Docker was open-sourced earlier this year by a developer named Solomon Hykes and his company, originally called dotCloud but now known as Docker too. Carlson says it reminded him of a major technology shift he saw while he was still in high school: virtual servers becoming more affordable and popular than dedicated servers. Instead of paying $200 a month for a good dedicated server, you could use a virtual machine for $20 per month.

With Docker, the economics get even better. Virtual machines let you run many applications on the same physical server, and Docker does too. But it’s more efficient, letting you sub-divide servers even further. “Before, you had a virtual server that cost you $20 a month,” Carlson says. “What if you could now be charging $2 dollars a month, or 50 cents a month per Linux container?”

The container concept first took hold years ago, in a different open-source project commonly referred to as LXC. But the Docker team has done quite a bit to make containers easier to use, says Eli Collins, who once worked on processor virtualization at VMware.

But, Collins says, there’s a trade-off when you start using Docker containers rather than virtual machines. Nowadays, it’s often easier to move applications from virtual machine to virtual machine, just because that’s what everyone uses.

That said, the Docker project aims to change that. It aims to spread the container technology across the industry, so that it too is as widely used as virtualization. The important thing to remember here is that Docker is open source, just like Google’s Android operating system.

According to Hykes, many other companies are already looking to use Docker.

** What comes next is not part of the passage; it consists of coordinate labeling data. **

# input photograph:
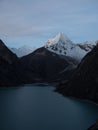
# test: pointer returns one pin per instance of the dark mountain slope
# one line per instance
(45, 66)
(9, 72)
(84, 82)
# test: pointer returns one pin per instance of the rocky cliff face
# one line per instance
(8, 67)
(84, 82)
(45, 66)
(39, 66)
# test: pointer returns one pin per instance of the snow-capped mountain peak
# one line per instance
(62, 45)
(23, 50)
(60, 38)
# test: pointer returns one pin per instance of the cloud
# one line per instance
(37, 18)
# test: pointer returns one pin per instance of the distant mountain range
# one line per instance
(22, 51)
(56, 62)
(62, 45)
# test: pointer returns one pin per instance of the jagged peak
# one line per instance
(58, 38)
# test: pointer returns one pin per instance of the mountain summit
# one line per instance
(62, 45)
(59, 38)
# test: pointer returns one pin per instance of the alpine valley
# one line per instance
(53, 63)
(72, 67)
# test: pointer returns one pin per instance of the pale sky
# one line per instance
(32, 22)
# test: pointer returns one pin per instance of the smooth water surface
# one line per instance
(39, 108)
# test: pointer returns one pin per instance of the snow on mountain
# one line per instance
(22, 51)
(62, 45)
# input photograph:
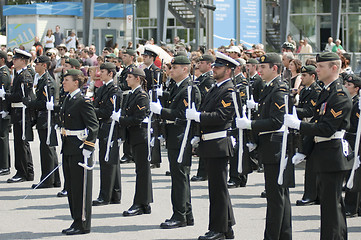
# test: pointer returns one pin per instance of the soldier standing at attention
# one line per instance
(215, 117)
(135, 111)
(79, 133)
(45, 90)
(331, 119)
(110, 178)
(204, 83)
(173, 112)
(271, 109)
(5, 82)
(22, 80)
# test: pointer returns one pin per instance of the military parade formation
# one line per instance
(233, 110)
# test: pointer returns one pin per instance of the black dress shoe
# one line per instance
(172, 223)
(155, 165)
(211, 235)
(40, 186)
(351, 215)
(229, 234)
(232, 184)
(305, 202)
(74, 231)
(65, 230)
(198, 179)
(264, 194)
(99, 202)
(16, 179)
(4, 171)
(134, 210)
(62, 193)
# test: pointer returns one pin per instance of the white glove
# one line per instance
(243, 123)
(4, 114)
(156, 107)
(192, 114)
(2, 92)
(251, 104)
(195, 142)
(251, 146)
(116, 115)
(292, 121)
(298, 158)
(160, 91)
(87, 153)
(50, 105)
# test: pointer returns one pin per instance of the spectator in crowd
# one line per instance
(337, 47)
(329, 45)
(71, 41)
(49, 40)
(59, 36)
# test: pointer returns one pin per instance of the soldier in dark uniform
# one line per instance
(153, 75)
(110, 178)
(271, 108)
(22, 80)
(79, 133)
(132, 120)
(353, 85)
(331, 118)
(204, 83)
(70, 63)
(5, 82)
(128, 57)
(173, 112)
(305, 109)
(44, 93)
(215, 117)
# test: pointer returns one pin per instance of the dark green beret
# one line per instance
(308, 69)
(42, 59)
(352, 78)
(73, 72)
(327, 56)
(207, 58)
(3, 54)
(181, 60)
(111, 55)
(107, 65)
(137, 72)
(270, 58)
(130, 52)
(252, 61)
(73, 62)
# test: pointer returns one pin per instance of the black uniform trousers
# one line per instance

He’s reluctant to say that the technology could be the Android of the cloud, but he believes it could be a piece of such a platform.

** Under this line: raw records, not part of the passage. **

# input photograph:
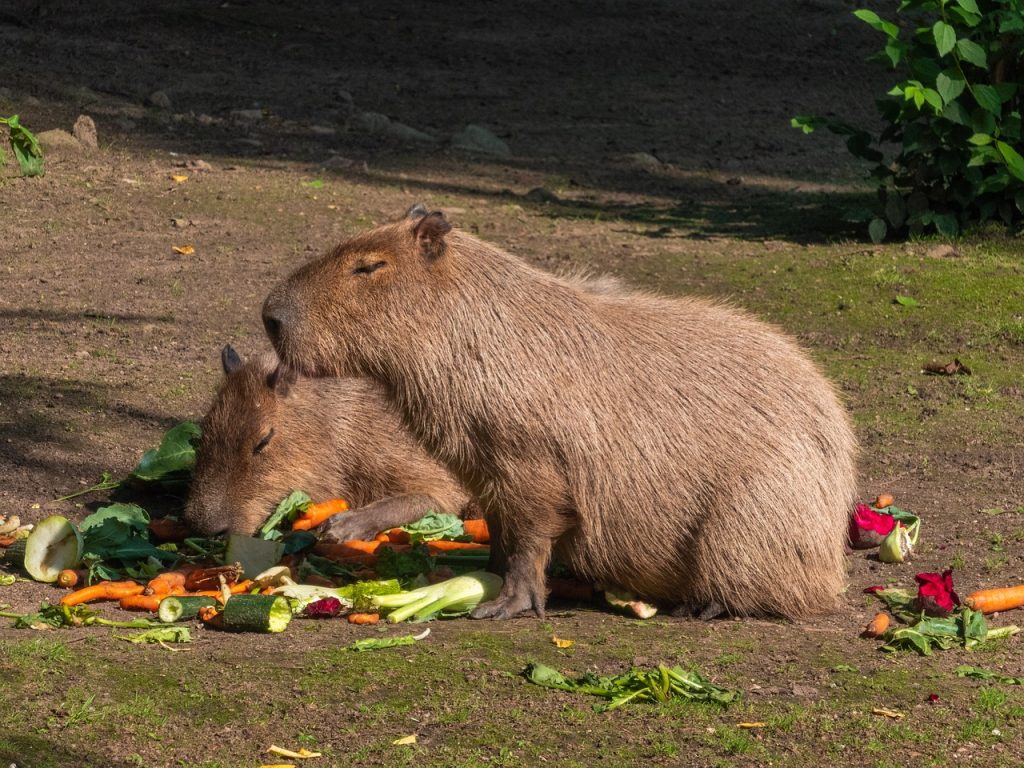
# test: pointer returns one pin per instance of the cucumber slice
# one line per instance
(52, 546)
(180, 608)
(256, 613)
(255, 555)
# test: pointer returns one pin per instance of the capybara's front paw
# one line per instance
(510, 606)
(347, 526)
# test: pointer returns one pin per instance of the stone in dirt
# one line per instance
(159, 99)
(479, 139)
(85, 131)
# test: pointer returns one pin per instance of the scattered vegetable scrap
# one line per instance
(302, 754)
(636, 685)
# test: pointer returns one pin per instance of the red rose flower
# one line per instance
(868, 527)
(935, 593)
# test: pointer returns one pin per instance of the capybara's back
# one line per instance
(677, 448)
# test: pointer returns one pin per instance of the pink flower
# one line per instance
(326, 607)
(868, 527)
(935, 593)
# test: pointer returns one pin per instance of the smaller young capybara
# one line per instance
(267, 433)
(676, 448)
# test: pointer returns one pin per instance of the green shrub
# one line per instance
(955, 118)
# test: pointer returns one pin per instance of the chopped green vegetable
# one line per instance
(160, 635)
(256, 613)
(179, 608)
(173, 461)
(980, 674)
(53, 545)
(635, 685)
(26, 147)
(435, 525)
(376, 643)
(288, 510)
(454, 597)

That’s pretty much what Lucas Carlson is saying too. Carlson says his new service will offer not only Docker containers but virtual machines and what has traditionally been called platform as a service. But he doesn’t see these a three separate things.

“The days of boundaries between infrastructure as a service and platform as a service and Docker and Linux containers and cloud managed services and traditional hosted services — those boundaries are beginning to break down,” Carlson says. “That’s the big story.”